Sunday, April 29, 2007

Day 7

We’ve just completed our 6th day and have covered over 900 miles. We have 2100 still to go. She’s fast, even when she’s loaded down. I love the performance I’m getting out of her. Yesterday we changed headsails (what a nightmare that was in 15 knots of wind without the engine on). With this younger and larger headsail, I’ve yet to post a speed under 7.0. This is going to be a most expeditious passage. I’m predicting my Mother’s day gift to dear Jere Mae will be landfall on May 13th.

I didn’t play the Mahi Mahi (I’ve changed names from dorado since I’m headed to the SPac islands) well enough and my 40 lb test line parted before I could land him. He was a powerful fish. He launched himself 3 body lengths into the air. He’s the one that got away.
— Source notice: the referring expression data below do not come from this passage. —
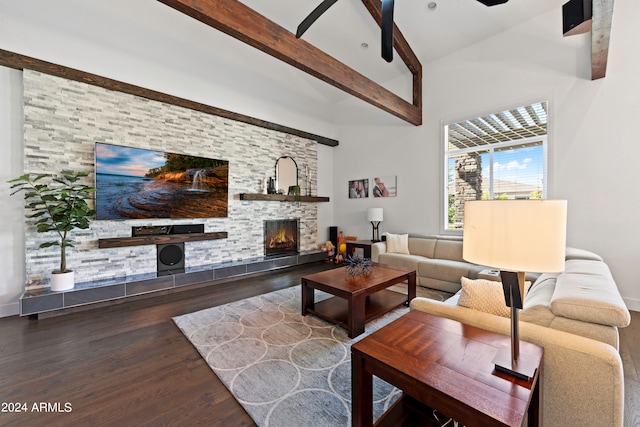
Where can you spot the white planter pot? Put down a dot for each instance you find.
(62, 281)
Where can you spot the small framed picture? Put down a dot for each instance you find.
(384, 186)
(359, 188)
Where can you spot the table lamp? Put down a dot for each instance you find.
(515, 236)
(374, 215)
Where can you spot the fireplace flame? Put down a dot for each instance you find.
(279, 239)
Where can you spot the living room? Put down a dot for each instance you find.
(155, 47)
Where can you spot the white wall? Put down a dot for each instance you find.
(592, 135)
(11, 166)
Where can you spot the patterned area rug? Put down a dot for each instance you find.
(283, 368)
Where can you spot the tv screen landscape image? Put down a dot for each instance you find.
(134, 183)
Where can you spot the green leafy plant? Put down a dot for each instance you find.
(59, 202)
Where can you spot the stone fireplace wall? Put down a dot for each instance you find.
(62, 121)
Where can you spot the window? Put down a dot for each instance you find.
(498, 156)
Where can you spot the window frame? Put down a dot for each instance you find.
(446, 153)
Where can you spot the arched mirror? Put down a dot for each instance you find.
(286, 173)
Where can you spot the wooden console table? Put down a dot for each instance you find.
(282, 198)
(161, 239)
(445, 365)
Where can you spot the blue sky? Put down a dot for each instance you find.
(523, 165)
(113, 159)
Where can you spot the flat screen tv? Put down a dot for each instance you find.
(134, 183)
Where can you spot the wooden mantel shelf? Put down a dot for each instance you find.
(120, 242)
(282, 198)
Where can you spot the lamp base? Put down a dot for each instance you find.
(522, 368)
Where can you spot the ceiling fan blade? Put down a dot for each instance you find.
(319, 10)
(492, 2)
(387, 30)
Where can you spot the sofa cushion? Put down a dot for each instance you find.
(443, 269)
(398, 243)
(575, 253)
(422, 246)
(586, 291)
(485, 295)
(449, 249)
(400, 260)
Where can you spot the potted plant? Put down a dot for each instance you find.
(59, 204)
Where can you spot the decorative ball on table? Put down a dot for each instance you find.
(357, 266)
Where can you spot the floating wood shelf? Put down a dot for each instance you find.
(282, 198)
(120, 242)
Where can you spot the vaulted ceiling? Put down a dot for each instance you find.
(269, 27)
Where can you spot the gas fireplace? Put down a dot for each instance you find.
(281, 237)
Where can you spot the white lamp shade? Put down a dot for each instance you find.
(374, 214)
(516, 235)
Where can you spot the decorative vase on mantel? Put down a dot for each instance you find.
(358, 267)
(62, 281)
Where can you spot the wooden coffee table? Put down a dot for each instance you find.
(445, 365)
(356, 301)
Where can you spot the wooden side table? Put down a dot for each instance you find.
(365, 245)
(445, 365)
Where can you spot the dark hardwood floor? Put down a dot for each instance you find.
(129, 365)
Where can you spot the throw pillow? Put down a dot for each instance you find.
(398, 243)
(486, 295)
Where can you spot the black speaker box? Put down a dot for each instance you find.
(187, 228)
(170, 258)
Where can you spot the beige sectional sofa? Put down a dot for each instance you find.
(437, 260)
(575, 316)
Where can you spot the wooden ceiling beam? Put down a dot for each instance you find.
(243, 23)
(600, 34)
(404, 50)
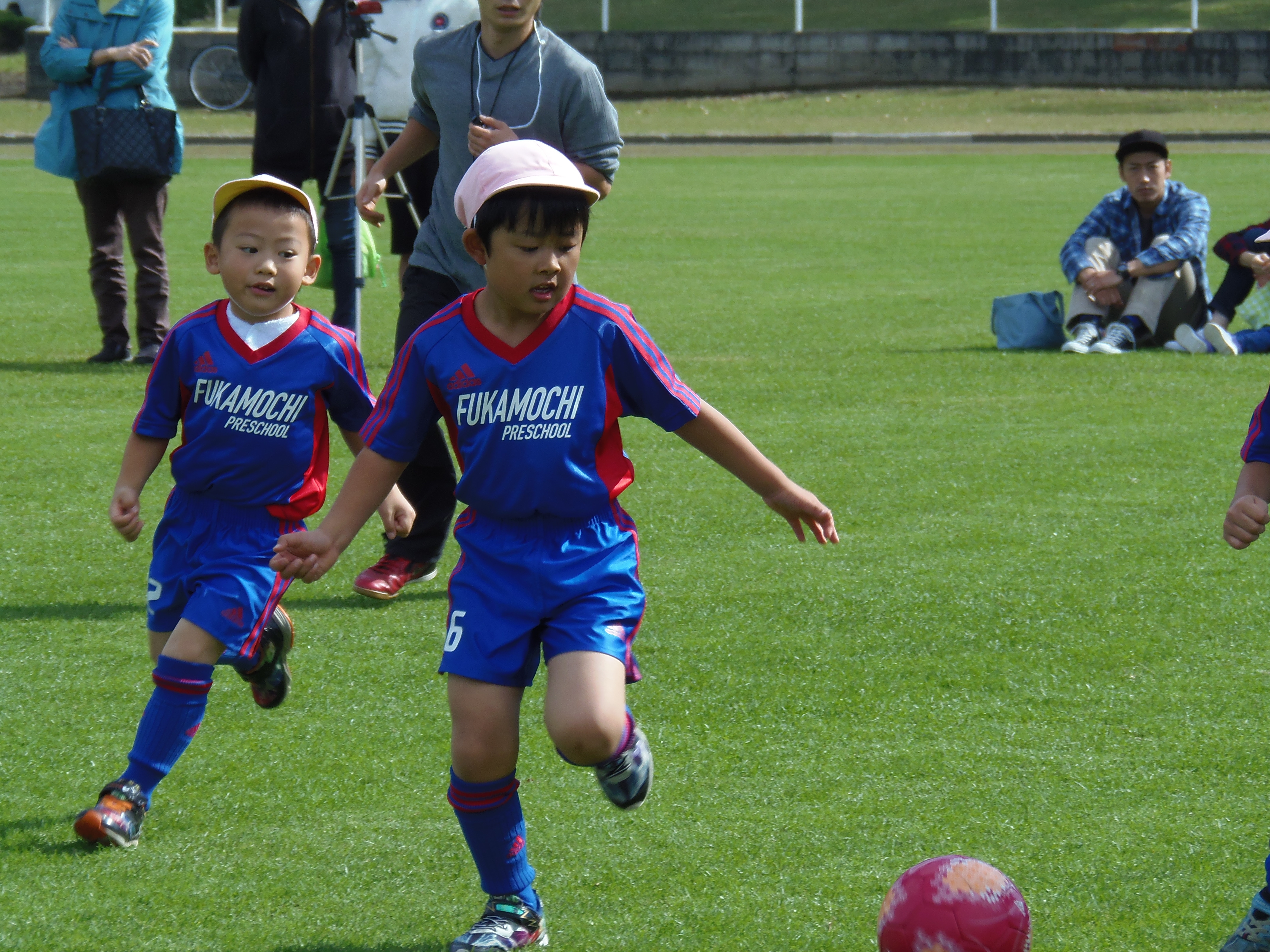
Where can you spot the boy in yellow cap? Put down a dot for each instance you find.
(251, 381)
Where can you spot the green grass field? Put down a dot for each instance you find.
(915, 110)
(1032, 645)
(903, 15)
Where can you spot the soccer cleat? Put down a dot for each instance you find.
(509, 923)
(388, 577)
(117, 817)
(627, 777)
(1222, 341)
(1119, 340)
(1192, 342)
(271, 678)
(1084, 337)
(1254, 933)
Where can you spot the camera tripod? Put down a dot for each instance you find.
(355, 131)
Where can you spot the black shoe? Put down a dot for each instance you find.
(111, 353)
(117, 817)
(271, 678)
(147, 355)
(509, 923)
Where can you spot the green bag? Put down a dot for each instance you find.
(370, 259)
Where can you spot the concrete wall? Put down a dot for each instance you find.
(186, 45)
(677, 64)
(685, 64)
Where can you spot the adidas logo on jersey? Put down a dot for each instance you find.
(463, 379)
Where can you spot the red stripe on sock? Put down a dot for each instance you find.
(181, 687)
(478, 803)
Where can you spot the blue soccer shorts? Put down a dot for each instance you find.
(541, 586)
(211, 568)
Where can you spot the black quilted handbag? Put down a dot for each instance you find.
(130, 144)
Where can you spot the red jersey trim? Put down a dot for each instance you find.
(440, 400)
(514, 355)
(312, 494)
(612, 465)
(242, 350)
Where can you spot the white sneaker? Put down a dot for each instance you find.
(1084, 337)
(1118, 341)
(1222, 341)
(1189, 341)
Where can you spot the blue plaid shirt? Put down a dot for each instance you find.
(1183, 216)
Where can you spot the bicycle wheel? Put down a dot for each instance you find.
(217, 79)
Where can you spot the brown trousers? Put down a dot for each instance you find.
(111, 205)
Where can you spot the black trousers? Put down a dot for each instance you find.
(430, 480)
(111, 205)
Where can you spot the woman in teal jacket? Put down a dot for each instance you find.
(136, 37)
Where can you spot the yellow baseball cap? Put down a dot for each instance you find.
(230, 191)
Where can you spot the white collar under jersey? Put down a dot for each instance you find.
(257, 336)
(310, 8)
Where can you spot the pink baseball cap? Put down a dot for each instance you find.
(522, 162)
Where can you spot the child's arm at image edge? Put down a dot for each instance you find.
(1246, 518)
(142, 457)
(716, 436)
(309, 555)
(395, 511)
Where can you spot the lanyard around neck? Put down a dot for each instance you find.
(475, 79)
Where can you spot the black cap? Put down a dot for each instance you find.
(1142, 141)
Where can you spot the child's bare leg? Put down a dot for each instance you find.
(586, 706)
(484, 729)
(186, 643)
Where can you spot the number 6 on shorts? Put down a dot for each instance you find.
(456, 631)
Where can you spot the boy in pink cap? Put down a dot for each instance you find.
(531, 375)
(249, 381)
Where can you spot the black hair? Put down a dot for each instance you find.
(265, 197)
(535, 210)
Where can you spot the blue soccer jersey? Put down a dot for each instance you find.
(534, 427)
(254, 422)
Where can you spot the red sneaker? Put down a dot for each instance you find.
(388, 577)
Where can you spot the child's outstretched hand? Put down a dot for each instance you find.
(304, 555)
(397, 513)
(1245, 521)
(801, 507)
(126, 513)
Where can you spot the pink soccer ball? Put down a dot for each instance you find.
(954, 904)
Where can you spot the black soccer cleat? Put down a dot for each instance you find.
(509, 923)
(117, 817)
(271, 678)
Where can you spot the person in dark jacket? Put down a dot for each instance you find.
(299, 55)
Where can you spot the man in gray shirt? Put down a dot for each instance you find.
(502, 78)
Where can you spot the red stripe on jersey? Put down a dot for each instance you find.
(234, 341)
(514, 355)
(614, 468)
(205, 311)
(440, 400)
(312, 494)
(1254, 431)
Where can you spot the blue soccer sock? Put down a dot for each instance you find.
(171, 720)
(490, 816)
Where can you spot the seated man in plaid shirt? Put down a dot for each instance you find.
(1137, 262)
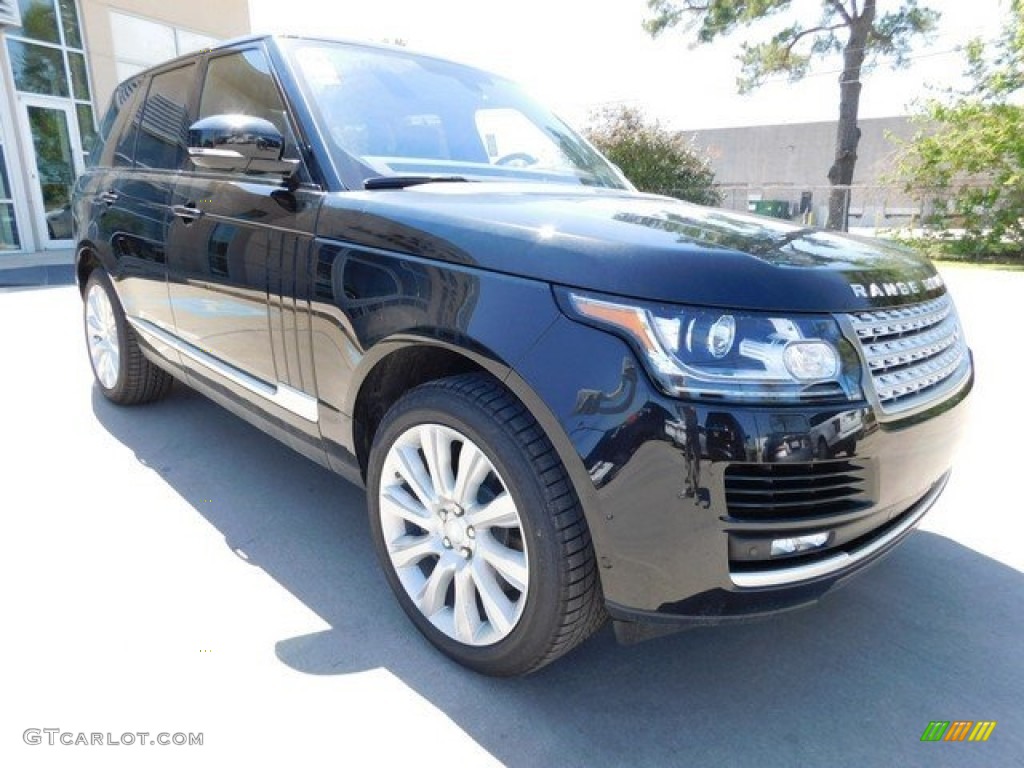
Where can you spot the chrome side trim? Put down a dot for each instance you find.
(844, 560)
(291, 399)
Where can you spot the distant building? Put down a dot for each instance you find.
(782, 169)
(59, 61)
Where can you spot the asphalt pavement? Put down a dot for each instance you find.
(169, 568)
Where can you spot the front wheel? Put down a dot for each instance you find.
(123, 374)
(478, 528)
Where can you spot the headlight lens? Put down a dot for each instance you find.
(715, 353)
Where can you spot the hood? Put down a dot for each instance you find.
(632, 245)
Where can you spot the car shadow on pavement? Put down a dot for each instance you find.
(934, 632)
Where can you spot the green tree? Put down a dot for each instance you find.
(968, 155)
(855, 29)
(653, 158)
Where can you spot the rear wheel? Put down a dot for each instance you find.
(122, 373)
(478, 528)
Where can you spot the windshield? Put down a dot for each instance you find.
(399, 114)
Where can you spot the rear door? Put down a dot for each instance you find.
(239, 258)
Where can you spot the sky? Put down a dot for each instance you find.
(577, 55)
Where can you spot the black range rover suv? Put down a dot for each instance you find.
(566, 399)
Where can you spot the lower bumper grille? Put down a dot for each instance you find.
(794, 492)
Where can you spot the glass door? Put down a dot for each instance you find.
(54, 159)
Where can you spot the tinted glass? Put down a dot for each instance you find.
(39, 20)
(37, 69)
(163, 132)
(398, 113)
(116, 139)
(242, 84)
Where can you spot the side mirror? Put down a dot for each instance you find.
(239, 142)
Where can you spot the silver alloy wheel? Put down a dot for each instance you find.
(454, 535)
(101, 331)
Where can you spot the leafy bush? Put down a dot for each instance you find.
(654, 159)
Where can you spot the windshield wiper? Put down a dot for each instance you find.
(400, 182)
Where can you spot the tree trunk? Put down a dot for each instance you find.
(848, 134)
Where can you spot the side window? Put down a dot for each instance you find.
(164, 129)
(242, 84)
(115, 141)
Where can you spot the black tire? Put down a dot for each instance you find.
(563, 603)
(137, 380)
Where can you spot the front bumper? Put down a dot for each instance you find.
(685, 500)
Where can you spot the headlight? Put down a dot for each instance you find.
(718, 353)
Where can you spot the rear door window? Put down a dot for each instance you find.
(115, 144)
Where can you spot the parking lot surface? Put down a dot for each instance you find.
(169, 568)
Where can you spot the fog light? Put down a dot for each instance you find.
(798, 544)
(811, 360)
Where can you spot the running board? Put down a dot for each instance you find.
(289, 398)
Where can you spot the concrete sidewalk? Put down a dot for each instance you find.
(39, 268)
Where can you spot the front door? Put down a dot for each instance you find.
(54, 159)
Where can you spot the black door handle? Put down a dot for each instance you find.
(187, 213)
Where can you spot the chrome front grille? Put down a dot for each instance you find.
(914, 353)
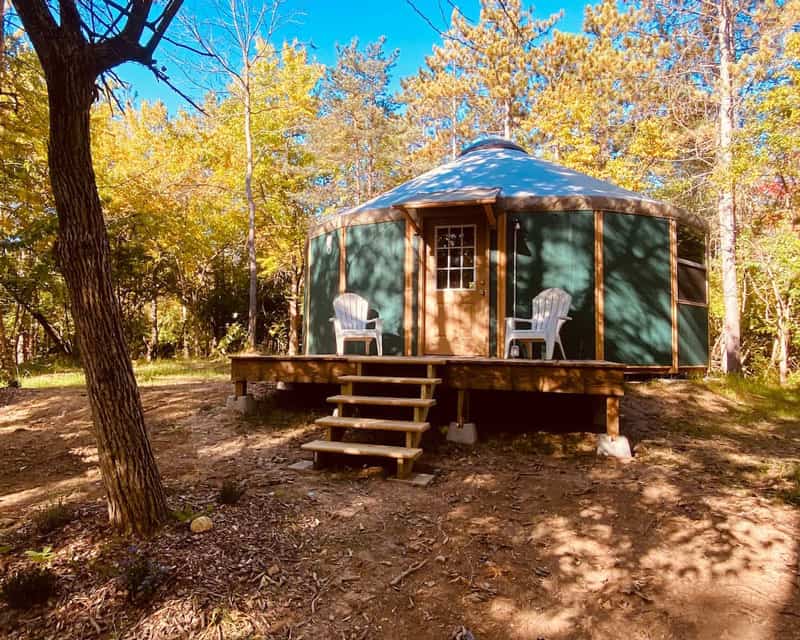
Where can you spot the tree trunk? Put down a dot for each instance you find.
(136, 501)
(8, 359)
(252, 310)
(294, 313)
(453, 135)
(185, 331)
(731, 356)
(152, 346)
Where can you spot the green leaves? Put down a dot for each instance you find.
(45, 556)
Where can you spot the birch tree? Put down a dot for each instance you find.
(235, 40)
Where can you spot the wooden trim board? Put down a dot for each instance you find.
(343, 260)
(599, 289)
(673, 282)
(408, 293)
(502, 262)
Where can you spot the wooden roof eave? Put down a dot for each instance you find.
(400, 211)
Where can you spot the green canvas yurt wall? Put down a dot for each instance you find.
(374, 260)
(322, 288)
(637, 297)
(635, 267)
(555, 250)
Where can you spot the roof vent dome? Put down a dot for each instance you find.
(491, 142)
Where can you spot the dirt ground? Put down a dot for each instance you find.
(525, 536)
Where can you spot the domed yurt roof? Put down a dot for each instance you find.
(497, 169)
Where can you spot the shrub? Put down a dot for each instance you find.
(53, 517)
(230, 492)
(28, 587)
(142, 575)
(45, 556)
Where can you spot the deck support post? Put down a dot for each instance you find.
(240, 388)
(462, 408)
(462, 431)
(241, 401)
(606, 415)
(612, 417)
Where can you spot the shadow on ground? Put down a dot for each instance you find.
(525, 536)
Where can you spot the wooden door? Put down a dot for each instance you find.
(457, 286)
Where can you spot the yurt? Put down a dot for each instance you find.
(446, 257)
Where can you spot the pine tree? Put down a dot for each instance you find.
(356, 137)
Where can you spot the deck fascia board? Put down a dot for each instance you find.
(585, 377)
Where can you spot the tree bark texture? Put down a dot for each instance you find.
(731, 347)
(152, 347)
(294, 313)
(136, 500)
(252, 310)
(8, 359)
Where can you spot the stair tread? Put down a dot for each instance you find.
(390, 380)
(361, 449)
(386, 401)
(373, 423)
He’ll remember me too, since he has my favorite lure in his jaw. Most days it just seems like too much work to fish, especially when we still have all this fresh food that needs to be eaten. Lately though, all the strenuous activity has reawakened my hunger for fresh meat. Life as a savage - I love it. My tan is darker than it was in Mexico and my hair is growing back and lightening with the sun & salt. I wouldn’t even shower if Suzi didn’t insist.

In the mornings I sweep the desiccated flying fish off the deck, patrol for signs of chafe, and squint into the rising sun through heavy cumulus clouds. At noon I lead a radio net with 5 other boats. We set it up before we left. The goal is safety and strategy. The safety part is obvious, the strategy is really for the following vessels so they can decide which lead boats they want to emulate. In the evenings we play cards, read, run the generator to replenish the batteries for the night and offer praise to Otto. Who’s your best friend? A long haul sailor will answer that question only one way, “My Auto Pilot”. This 3 week journey would be an entirely different experience without Otto. Thank you Otto.

Since the swell is running beneath us faster than our speed and because the wind and waves our on our stern quarter, Barraveigh yaws and dips and tosses us around a considerable amount. It would be stupid to try and eat off a plate. Bowls only. Suzi has her two step crab shuffle perfected, and we both show off our bruises. I couldn’t help but smile when she took a tumble after a big roller and she declared at the top of her lungs, “Ow! My arse bone!” So cute. She was able to laugh about it today.

It’s a routine, we’ve found a rhythm, it’s trying and rewarding. It’s sailing.